The Assessing Officer (AO), however, for the relevant assessment year, disallowed the claim of the appellant on the grounds that no evidence in respect of the claim was submitted by the appellant during the course of assessment proceedings.
Before the CIT(A), the assessee submitted that subsequent to a service tax audit of the appellant conducted by the service tax department, the Cenvat credit taken by the appellant was not allowed on certain nature of input services.
It was further submitted that it had booked the expenses net of service tax amount as the appellant was assuming that it was entitled to avail Cenvat credit. However, had the appellant known earlier that such credits would be denied at a later stage , the appellant may have booked all expenses gross of service tax and would have not taken any credit in the books of accounts.

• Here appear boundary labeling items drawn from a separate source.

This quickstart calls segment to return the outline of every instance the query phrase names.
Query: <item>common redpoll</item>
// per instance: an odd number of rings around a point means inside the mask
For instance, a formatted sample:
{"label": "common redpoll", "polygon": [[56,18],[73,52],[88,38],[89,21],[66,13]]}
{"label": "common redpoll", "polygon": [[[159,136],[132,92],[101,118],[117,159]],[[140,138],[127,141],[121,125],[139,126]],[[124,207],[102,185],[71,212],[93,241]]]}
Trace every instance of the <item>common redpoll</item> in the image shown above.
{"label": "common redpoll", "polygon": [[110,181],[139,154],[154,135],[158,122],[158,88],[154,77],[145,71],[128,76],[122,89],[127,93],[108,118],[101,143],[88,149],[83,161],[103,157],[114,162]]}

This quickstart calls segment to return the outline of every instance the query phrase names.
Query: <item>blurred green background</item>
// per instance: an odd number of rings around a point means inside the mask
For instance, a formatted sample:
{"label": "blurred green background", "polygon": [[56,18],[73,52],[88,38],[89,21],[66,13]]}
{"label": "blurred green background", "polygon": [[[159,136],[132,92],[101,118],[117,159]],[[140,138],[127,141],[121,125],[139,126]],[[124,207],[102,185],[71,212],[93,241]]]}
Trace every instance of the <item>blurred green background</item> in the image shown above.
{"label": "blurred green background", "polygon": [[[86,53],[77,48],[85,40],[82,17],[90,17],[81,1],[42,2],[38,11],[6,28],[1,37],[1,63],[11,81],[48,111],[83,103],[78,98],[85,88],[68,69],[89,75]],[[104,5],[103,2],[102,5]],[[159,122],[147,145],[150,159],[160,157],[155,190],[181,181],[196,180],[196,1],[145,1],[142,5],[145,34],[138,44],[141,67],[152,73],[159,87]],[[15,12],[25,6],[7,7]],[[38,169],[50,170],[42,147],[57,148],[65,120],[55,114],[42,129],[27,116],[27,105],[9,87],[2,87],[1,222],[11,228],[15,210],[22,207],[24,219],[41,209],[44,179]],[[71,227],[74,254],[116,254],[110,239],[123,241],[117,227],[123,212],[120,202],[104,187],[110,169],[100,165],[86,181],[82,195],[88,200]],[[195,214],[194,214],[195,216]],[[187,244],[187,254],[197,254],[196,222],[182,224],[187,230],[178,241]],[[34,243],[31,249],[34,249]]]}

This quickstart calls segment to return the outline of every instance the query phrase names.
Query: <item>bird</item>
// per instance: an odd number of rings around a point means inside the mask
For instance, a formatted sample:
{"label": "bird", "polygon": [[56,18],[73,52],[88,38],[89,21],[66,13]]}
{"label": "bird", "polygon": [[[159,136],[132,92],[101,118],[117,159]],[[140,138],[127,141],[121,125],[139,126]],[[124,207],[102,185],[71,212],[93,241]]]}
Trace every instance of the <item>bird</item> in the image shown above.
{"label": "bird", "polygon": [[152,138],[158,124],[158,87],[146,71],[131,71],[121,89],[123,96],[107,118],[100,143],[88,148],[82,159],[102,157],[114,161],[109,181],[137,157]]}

The further submitted that pursuant to such audit the appellant reconsidered it’s claim of Cenvat credit for the subsequent year and ad suo motu written off the input credit claimed on such services, to its profit & loss account. According to the assessee, once that decision was taken and a claim to that effect was made that year, it became the year in which such claim was admissible.

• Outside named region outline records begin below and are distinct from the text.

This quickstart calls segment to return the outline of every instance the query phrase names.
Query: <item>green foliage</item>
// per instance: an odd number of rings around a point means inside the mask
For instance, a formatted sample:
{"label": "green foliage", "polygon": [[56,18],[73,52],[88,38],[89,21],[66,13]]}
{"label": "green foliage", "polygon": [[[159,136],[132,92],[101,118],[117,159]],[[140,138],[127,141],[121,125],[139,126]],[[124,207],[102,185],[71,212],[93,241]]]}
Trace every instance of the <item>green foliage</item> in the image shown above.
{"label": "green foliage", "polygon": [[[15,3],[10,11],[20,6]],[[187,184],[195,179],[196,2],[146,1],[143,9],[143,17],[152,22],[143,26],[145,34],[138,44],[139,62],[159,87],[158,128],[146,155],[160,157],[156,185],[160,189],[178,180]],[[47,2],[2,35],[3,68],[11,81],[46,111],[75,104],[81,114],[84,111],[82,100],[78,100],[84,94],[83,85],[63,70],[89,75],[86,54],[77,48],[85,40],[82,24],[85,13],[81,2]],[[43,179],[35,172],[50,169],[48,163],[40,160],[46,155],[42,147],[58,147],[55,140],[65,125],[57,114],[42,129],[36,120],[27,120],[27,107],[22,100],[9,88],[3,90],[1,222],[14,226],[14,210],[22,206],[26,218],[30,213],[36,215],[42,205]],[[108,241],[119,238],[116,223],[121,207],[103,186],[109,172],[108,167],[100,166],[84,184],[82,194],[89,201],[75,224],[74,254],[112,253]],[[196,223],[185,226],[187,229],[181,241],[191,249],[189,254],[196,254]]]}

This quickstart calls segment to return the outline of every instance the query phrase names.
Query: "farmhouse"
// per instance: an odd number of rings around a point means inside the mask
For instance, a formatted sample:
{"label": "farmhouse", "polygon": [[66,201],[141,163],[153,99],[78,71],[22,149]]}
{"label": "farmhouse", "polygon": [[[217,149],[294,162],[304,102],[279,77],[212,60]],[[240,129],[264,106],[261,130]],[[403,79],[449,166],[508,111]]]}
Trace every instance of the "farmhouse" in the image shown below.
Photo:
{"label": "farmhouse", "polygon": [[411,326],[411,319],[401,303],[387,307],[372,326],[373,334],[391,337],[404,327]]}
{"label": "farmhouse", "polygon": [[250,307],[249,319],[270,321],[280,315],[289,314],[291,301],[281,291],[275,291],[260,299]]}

To support its case, the assessee drew an analogy to the provisions of section 36(1)(vii) of the Act governing deduction of bad debts which under the amended provisions allow deduction in the year in which debt is written off in the books of accounts. The assessee also buttressed his contention relying on the CBDT Circular No. 12 of 2016 on admissibility of claim of deduction of bad debt under section 36(1)(vii) of the Act.
The appellant also relied upon the judgment of the Hon’ble Supreme Court wherein it was held that the claim of bad debts was allowable to the assessee if the same had been written as irrecoverable by the assessee and it was not necessary to establish that the debt had actually became bad.
The CIT(A) in view of the submissions of the assessee was pleased to delete the disallowance.
The Tribunal from the submission of the assessee made before the CIT(A) observed that the service tax portion was availed by the assessee as service tax recoverable for utilization towards output service tax. This amount was not included in the P&L account and claimed earlier. Rather, took into balance sheet under the head ‘service tax recoverable’.
The Tribunal did not agree with the findings of the Assessing Officer that the disallowance was made as the assessee had not produced any evidence. The Tribunal stated that since, the deduction had been claimed for the first time in the relevant year and hence was allowable.
Accordingly, the appeal of the Revenue on this ground was dismissed.